Dr. Allen Brizee
The Journey
I began my career teaching writing in 1996 as a writing center tutor at Northern Virginia Community College (NOVA) where I earned an AS in General Studies. During this time, I also worked as a technical writer for the federal government.
After transferring to Virginia Tech, where I earned my BA and MA in English, I continued tutoring writing in the university writing center and taught as a graduate TA.
After spending some time teaching writing as an adjunct at NOVA and The George Washington University, I taught at the University of Maryland as a full-time non-tenure-track instructor. I realized that I wanted to teach writing as a living, so I began my PhD program in English focusing on rhetoric and composition at Purdue University. At Purdue, I also worked on the Purdue OWL.
After earning my PhD in 2010, I began teaching at Loyola University Maryland where I was tenured and promoted to associate professor in 2016.
In 2021, I moved to Saint Louis University to serve as the director of writing across the curriculum, and eventually, director of the Walter J. Ong, S.J., Center for Digital Humanities.
I am now an associate professor of rhetoric and writing and the writing program administrator at the University of Arkansas at Little Rock.
In the academy, I have taught courses in rhetoric, writing, and dark academia, and I have served in various administrative positions.
I have also published and edited non-fiction books: Read, Reason, Write; Partners in Literacy, and Commitment to Justice. I continue to work on Read, Reason, Write, and the fourteenth edition of this award-winning textbook will be published in January 2027.
My monograph, Rhetoric of the Middle Way in Isocrates, Queen Elizabeth I, and the Church of England, is now under contract with Bloomsbury Academic.

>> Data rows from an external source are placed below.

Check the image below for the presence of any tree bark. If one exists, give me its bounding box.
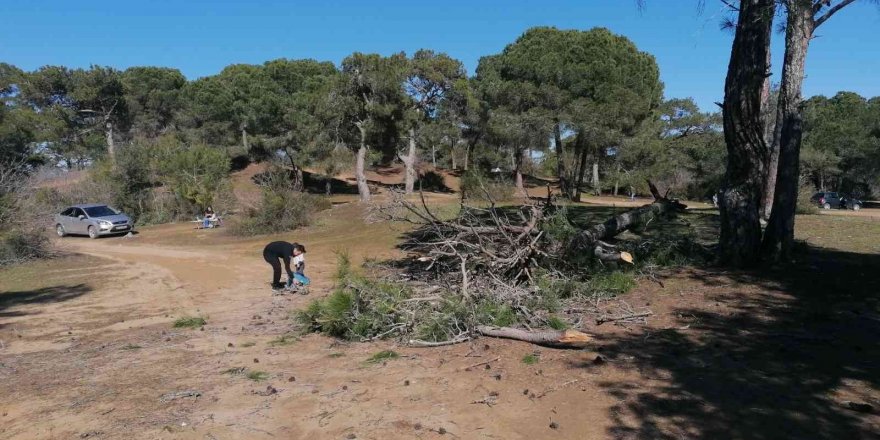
[513,148,526,194]
[104,121,116,166]
[355,124,370,202]
[553,119,571,198]
[719,0,776,266]
[401,127,416,194]
[477,325,592,348]
[568,182,687,259]
[762,1,815,261]
[592,160,602,196]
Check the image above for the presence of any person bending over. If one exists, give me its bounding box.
[263,241,299,290]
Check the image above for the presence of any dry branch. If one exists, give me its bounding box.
[477,325,593,348]
[596,310,654,325]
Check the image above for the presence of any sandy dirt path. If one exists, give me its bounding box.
[0,200,875,440]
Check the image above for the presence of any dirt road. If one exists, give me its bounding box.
[0,201,876,439]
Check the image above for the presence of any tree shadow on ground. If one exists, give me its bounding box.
[0,284,92,327]
[585,244,880,439]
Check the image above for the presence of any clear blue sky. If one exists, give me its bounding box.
[0,0,880,110]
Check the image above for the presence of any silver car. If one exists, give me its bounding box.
[55,204,134,238]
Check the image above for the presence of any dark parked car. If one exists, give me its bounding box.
[55,204,134,238]
[810,191,862,211]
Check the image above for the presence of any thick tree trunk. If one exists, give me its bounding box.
[761,1,815,261]
[477,325,592,348]
[570,147,588,202]
[104,121,116,166]
[719,0,776,266]
[355,125,370,202]
[592,161,602,196]
[401,127,416,194]
[569,183,687,254]
[761,50,783,220]
[553,119,571,198]
[513,148,526,194]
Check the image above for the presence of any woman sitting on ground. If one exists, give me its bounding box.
[202,206,220,228]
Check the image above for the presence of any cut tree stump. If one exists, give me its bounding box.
[477,325,593,348]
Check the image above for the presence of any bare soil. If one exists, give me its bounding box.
[0,191,880,439]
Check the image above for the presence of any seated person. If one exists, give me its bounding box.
[202,206,220,228]
[287,243,309,290]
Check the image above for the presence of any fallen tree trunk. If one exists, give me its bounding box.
[569,182,687,263]
[477,325,593,348]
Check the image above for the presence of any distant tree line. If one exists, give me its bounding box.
[0,20,880,264]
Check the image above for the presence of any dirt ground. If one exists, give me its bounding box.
[0,189,880,439]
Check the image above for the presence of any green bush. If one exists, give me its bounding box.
[461,169,514,202]
[174,316,208,328]
[154,145,229,212]
[0,229,53,267]
[231,168,332,236]
[795,176,819,215]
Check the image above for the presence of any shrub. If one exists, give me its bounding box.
[366,350,400,364]
[174,316,208,328]
[0,228,54,267]
[231,168,331,236]
[795,176,819,215]
[523,353,541,365]
[461,169,514,202]
[155,145,229,212]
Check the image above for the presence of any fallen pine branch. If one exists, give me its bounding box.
[409,336,471,347]
[596,310,654,325]
[477,325,593,348]
[464,356,501,371]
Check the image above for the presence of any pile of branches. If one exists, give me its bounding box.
[356,182,686,347]
[370,182,686,288]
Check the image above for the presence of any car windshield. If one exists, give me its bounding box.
[85,206,117,217]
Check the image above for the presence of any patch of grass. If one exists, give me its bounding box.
[174,316,208,328]
[366,350,400,364]
[588,272,636,296]
[547,315,569,330]
[523,353,541,365]
[246,371,269,382]
[269,333,299,347]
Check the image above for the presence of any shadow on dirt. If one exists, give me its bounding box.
[588,242,880,440]
[0,284,92,318]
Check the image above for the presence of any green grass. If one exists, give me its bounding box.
[247,371,269,382]
[547,316,568,330]
[269,334,299,347]
[366,350,400,364]
[174,316,208,328]
[523,354,541,365]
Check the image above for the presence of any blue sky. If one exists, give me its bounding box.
[0,0,880,110]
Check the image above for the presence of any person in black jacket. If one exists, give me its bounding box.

My work has also appeared in peer-reviewed journals, including PMLA, and I have delivered key notes and presentations at international, national, and regional conferences.
When I wasn’t working, I was drumming, gaming, LARPing (Darkon), and reading across genres. While I love classical and contemporary literary work, my first loves were science-fiction and fantasy. In the 1990s, some friends and I even published a sci-fi comic book! I suppose all of this brought me to where I am now, writing non-fiction and fiction.